Officially called the "Trial of Josef Kramer and 44 others", the trial began in a Lüneburg gymnasium on 17 September 1945. The defendants were 45 former SS men, women and kapos (prisoner functionaries) from the Bergen-Belsen and Auschwitz concentration camps. Josef Kramer had been camp commandant at Bergen-Belsen and before that at Auschwitz. Of the other defendants, 12 were kapos, 16 female SS members and 16 male SS members. Although the SS was an all-male organisation, women were able to enlist as members of the SS-Gefolge, a form of civilian employee. One prisoner functionary, Ladisław Gura, who was also an SS member under arrest, was found to be too ill to stand trial after the trial had started. Three others had been excluded from the list of indicted for the same reason before the trial began. Three SS members had been shot trying to escape after the British took over the camp and one had committed suicide. Out of a total of 77 camp personnel arrested by the British in April, another 17 had died of typhus by 1 June 1945.

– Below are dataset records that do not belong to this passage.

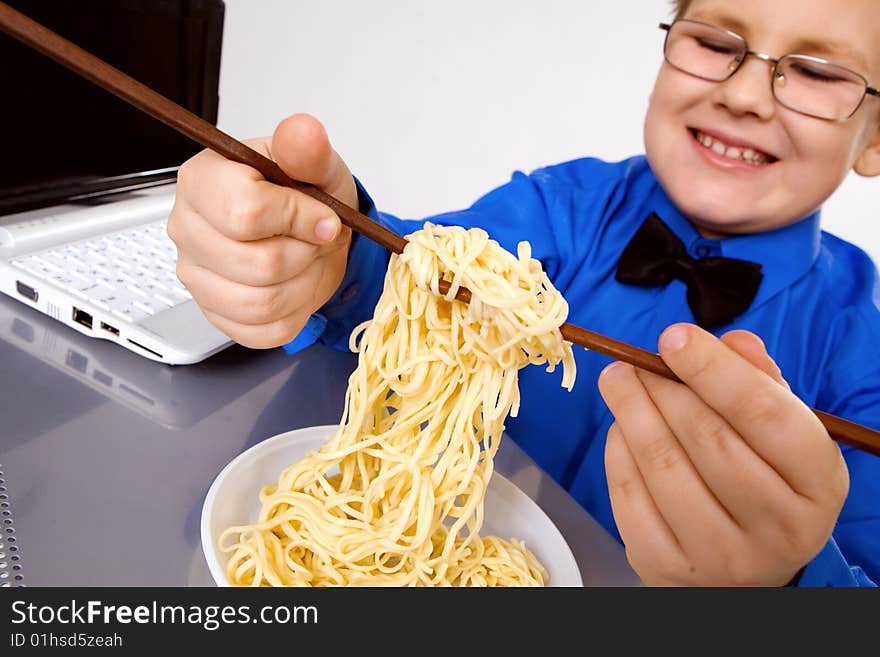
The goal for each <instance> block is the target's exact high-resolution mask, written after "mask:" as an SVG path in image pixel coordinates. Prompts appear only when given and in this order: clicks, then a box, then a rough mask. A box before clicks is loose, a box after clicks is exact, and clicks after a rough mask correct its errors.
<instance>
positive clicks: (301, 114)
mask: <svg viewBox="0 0 880 657" xmlns="http://www.w3.org/2000/svg"><path fill="white" fill-rule="evenodd" d="M270 148H271V157H272V158H273V159H274V160H275V161H276V162H277V163H278V166H280V167H281V168H282V169H283V170H284V172H285V173H286V174H287V175H289V176H290V177H291V178H294V179H295V180H302V181H303V182H307V183H311V184H313V185H316V186H317V187H320V188H321V189H323V190H324V191H325V192H327V193H328V194H330V196H333V197H335V198H337V199H338V200H340V201H342V202H343V203H345V204H347V205H348V206H349V207H353V208H357V191H356V189H355V186H354V180H353V178H352V176H351V172H350V171H349V170H348V167H347V166H346V165H345V163H344V162H343V161H342V158H341V157H340V156H339V154H338V153H337V152H336V151H335V150H333V148H332V147H331V145H330V139H329V137H328V136H327V132H326V130H325V129H324V126H323V125H321V123H320V121H318V120H317V119H316V118H315V117H313V116H310V115H308V114H294V115H292V116H289V117H287V118H286V119H284V120H283V121H281V123H279V124H278V127H276V128H275V133H274V134H273V135H272V141H271V144H270Z"/></svg>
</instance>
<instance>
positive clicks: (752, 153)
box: [696, 132, 770, 164]
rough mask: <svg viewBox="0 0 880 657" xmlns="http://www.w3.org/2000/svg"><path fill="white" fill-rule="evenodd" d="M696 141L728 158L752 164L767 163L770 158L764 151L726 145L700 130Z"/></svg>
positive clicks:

Next to Kramer, the most high-profile defendants were Dr. Fritz Klein, who had been camp doctor at Belsen, and Franz Hössler, deputy camp commandant. Elisabeth Volkenrath had been Oberaufseherin (head warden or supervising wardress) at Auschwitz, before she came to Belsen. Many of the defendants had arrived in Bergen-Belsen only after February 1945, some as late as two days before liberation. However, most had been active in similar functions in other concentration camps before that. The trial took place before a British military tribunal. The judges were Major-General H.M.P. Berney-Ficklin (presiding), Brigadier A. de L. Casonove, Colonel G.J. Richards, Lt.-Colonel R.B. Moriush and Lt.-Colonel R. McLay. C.L. Stirling was Judge Advocate. Colonel T.M. Backhouse, Major H.G. Murton-Neale, Capt. S.M. Stewart and Lt.-Col. L.J. Genn were Counsel for the Prosecution. Counsel for the Defence were also members of the British Army — in the case of the five Polish defendants a Polish officer, Lt. Jedrezejowicz.